Judge grants suspended term in Joplin convenience store robbery

A Jasper County judge granted a suspended sentence Monday to a defendant convicted of robbing a Joplin convenience store on condition that he complete 120 days in a substance-abuse program of the Missouri Department of Corrections.

Circuit Judge Gayle Crane assessed Johnathan J. Young, 20, a prison term of 15 years on a conviction for first-degree robbery, but suspended execution of the sentence and placed him on probation for five years.

The judge also ordered that Young remain in custody at the Jasper County Jail until a bed can be obtained for him at a Department of Corrections treatment center. Upon completion of the program, the defendant would be placed on probation and required to perform 400 hours of community service.

Young and Christopher L.M. Tate, 18, robbed the Kum & Go convenience store at 1631 E. Fourth St. on Nov. 10 of last year.

Wearing hooded sweatshirts with bandannas over their faces, the two men entered the store during the early morning hours and demanded money from the male clerk on duty. Young reportedly lifted his sweatshirt to reveal the handle of a gun in his waistband.

They made off with $220 in cash and were arrested within 24 hours. The handgun was determined to have been a pellet gun, according to a probable-cause affidavit.

Young pleaded guilty June 18 in an agreement with the Jasper County prosecutor’s office that limited the prison time he might be assessed to 10 years and called for dismissal of a related count of armed criminal action. The judge increased the underlying sentence to 15 years while granting the suspended term and probation.

Tate pleaded guilty Aug. 31 to a reduced charge of second-degree robbery in a plea deal that also capped the prison time he might be assessed at 10 years. He is to be sentenced at a hearing Nov. 16.

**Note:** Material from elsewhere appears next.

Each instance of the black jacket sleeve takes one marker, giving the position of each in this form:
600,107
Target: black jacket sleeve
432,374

In another Joplin robbery case in Crane’s courtroom, Shawn M. Simmons, 19, pleaded guilty to a reduced charge of second-degree robbery in a plea deal capping the prison time he might be assessed at eight years.

Simmons is one of three Joplin men charged with robbing a Domino’s Pizza deliveryman at gunpoint July 29 in the 1800 block of South Pearl Avenue. The men reportedly took about $30 in cash and six pizzas from the deliveryman. They were located by police a short time later at a nearby house and were arrested.

The judge delayed formal action on Simmons’ plea deal and ordered the completion of a sentencing-assessment report. She set his sentencing hearing for Dec. 10.





Pending



THE COURT CASES of the other two defendants in the robbery of the pizza deliveryman, Caleb S. Baker, 20, and Keith D. Walton, 31, remain pending.